Bahasa Healthcare Conversational Chat Dataset

This dataset features Bahasa text-based chat conversations between customers and call center agents, specifically focused on healthcare-related interactions. It covers real-world scenarios designed to reflect the authentic language, tone, and structure of Bahasa healthcare conversations. This dataset is ideal for training chatbots, smart assistants, and NLP models tailored to the healthcare domain.

About This OTS Dataset

Introduction

The Bahasa Healthcare Chat Dataset is a rich collection of over 10,000 text-based conversations between customers and call center agents, focused on real-world healthcare interactions. Designed to reflect authentic language use and domain-specific dialogue patterns, this dataset supports the development of conversational AI, chatbots, and NLP models tailored for healthcare applications in Bahasa-speaking regions.

Participant & Chat Overview

•

Participants: 150+ native Bahasa speakers from the FutureBeeAI Crowd Community

•

Conversation Length: 300–700 words per chat

•

Turns per Chat: 50–150 dialogue turns across both participants

•

Chat Types: Inbound and outbound

•

Sentiment Coverage: Positive, neutral, and negative outcomes included

Topic Diversity

The dataset captures a wide spectrum of healthcare-related chat scenarios, ensuring comprehensive coverage for training robust AI systems:

•

Inbound Chats (Customer-Initiated): Appointment scheduling, new patient registration, surgery and treatment consultations, diet and lifestyle discussions, insurance claim inquiries, lab result follow-ups

•

Outbound Chats (Agent-Initiated): Appointment reminders and confirmations, health and wellness program offers, test result notifications, preventive care and vaccination reminders, subscription renewals, risk assessment and eligibility follow-ups

This variety helps simulate realistic healthcare support workflows and patient-agent dynamics.

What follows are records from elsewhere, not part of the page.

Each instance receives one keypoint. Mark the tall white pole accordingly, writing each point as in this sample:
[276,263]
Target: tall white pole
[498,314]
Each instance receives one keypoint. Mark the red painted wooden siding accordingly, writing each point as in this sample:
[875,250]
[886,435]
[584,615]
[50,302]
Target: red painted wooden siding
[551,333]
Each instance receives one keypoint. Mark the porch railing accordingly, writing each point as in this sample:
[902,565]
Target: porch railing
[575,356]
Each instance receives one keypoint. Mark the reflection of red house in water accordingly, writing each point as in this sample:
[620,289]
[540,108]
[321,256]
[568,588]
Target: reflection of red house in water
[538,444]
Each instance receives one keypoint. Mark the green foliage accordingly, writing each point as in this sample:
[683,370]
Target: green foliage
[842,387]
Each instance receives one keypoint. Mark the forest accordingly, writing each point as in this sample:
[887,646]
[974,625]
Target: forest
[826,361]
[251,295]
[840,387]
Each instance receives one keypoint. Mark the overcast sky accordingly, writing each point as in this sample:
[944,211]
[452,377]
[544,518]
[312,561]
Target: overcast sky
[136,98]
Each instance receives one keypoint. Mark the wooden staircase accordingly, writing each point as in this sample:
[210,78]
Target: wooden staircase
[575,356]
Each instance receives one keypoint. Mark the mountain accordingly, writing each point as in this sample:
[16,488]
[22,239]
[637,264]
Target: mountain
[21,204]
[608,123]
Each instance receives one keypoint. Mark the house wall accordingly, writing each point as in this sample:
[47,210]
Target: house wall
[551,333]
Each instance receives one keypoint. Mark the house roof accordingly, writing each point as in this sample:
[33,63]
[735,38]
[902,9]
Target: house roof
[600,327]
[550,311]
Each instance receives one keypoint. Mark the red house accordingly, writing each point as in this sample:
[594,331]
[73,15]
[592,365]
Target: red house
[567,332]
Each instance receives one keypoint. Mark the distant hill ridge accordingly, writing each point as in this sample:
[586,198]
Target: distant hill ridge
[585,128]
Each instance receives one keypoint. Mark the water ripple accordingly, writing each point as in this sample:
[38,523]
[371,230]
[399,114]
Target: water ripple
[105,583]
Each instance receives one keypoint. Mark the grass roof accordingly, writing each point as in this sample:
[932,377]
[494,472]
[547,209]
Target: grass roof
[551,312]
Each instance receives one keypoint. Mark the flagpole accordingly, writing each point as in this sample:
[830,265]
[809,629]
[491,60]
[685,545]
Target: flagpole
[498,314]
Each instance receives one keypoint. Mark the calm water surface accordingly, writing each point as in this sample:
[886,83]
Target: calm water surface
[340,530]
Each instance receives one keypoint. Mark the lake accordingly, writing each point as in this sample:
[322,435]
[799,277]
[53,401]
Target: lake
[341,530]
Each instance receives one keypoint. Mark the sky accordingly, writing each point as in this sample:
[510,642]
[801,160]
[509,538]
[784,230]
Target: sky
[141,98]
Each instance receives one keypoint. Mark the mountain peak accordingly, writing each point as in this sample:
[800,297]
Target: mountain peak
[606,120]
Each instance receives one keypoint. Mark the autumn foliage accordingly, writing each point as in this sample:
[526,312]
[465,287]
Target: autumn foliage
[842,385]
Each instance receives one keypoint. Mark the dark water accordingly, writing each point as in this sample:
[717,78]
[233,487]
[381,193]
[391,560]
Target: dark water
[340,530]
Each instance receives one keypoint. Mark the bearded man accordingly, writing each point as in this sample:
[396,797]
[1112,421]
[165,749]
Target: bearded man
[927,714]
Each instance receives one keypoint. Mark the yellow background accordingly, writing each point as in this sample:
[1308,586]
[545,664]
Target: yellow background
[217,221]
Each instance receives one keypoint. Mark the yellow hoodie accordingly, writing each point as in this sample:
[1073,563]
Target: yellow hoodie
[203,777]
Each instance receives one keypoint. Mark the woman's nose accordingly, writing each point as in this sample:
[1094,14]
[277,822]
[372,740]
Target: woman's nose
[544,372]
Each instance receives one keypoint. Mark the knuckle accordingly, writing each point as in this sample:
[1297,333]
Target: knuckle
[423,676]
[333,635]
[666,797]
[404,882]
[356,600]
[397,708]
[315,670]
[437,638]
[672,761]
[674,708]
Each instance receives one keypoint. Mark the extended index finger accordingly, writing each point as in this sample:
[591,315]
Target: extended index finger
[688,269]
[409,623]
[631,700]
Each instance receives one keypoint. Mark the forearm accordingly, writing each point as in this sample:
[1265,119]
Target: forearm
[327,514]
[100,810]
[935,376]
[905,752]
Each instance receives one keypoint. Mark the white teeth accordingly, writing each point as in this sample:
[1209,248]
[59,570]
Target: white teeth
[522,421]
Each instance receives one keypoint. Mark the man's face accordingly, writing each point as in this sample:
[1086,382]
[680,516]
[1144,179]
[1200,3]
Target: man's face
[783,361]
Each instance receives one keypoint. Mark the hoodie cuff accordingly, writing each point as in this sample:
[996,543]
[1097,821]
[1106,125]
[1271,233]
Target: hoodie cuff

Language Diversity & Realism

This dataset reflects the natural flow of Bahasa healthcare communication and includes:

•

Authentic Naming Patterns: Bahasa personal names, clinic names, and brands

•

Localized Contact Elements: Addresses, emails, phone numbers, and clinic locations in regional Bahasa formats

•

Time & Currency References: Use of dates, times, numeric expressions, and currency units aligned with Bahasa-speaking regions

•

Colloquial & Medical Expressions: Local slang, informal speech, and common healthcare-related terminology

These elements ensure the dataset is contextually relevant and linguistically rich for real-world use cases.

Conversational Flow & Structure

Conversations range from simple inquiries to complex advisory sessions, including:

•General inquiries

•Detailed problem-solving

•Routine status updates

•Treatment recommendations

•Support and feedback interactions

Each conversation typically includes these structural components:

•Greetings and verification

•Information gathering

•Problem definition

•Solution delivery

•Closing messages

•Follow-up and feedback (where applicable)

This structured flow mirrors actual healthcare support conversations and is ideal for training advanced dialogue systems.

Data Format & Structure

Available in JSON, CSV, and TXT formats, each conversation includes:

•Full message history with clear speaker labels

•Participant identifiers

•Metadata (e.g., topic tags, region, sentiment)

•Compatibility with common NLP and ML pipelines

Applications

This dataset supports a wide range of AI and NLP use cases in the healthcare sector:

•Healthcare Chatbots & Voice Assistants

•Appointment Scheduling Automation

•Sentiment and Emotion Detection

•NER and Medical Entity Extraction

•Text Classification & Intent Detection

•Predictive Response Models

•Bahasa NLP Research in the Healthcare Domain

Ethical Collection & Data Security

•

Consent-Based Contribution: All participants provided informed consent

•

Privacy Compliant: No personally identifiable information is shared

•

Secure Data Handling: All data was collected and stored securely within FutureBeeAI's infrastructure

•

Ethical Standards: Adheres to best practices in AI ethics, healthcare data governance, and privacy protection

Dataset Expansion & Customization

The dataset is actively maintained and can be customized to meet specific needs:

•

Custom Annotations: Add NER tags, intent labels, sentiment scores, or medical category tags

•

Topic Expansion: Collect new chats for specific health areas (e.g., pediatrics, dermatology, telemedicine)

•

Region-Specific Data: Custom collection for different Bahasa-speaking countries and dialects

•

Multilingual Options: Extend to additional languages or cross-lingual training needs

Licensing

This dataset is developed and owned by FutureBeeAI and is available under a commercial license. Flexible licensing terms are available for enterprise, startup, and academic use.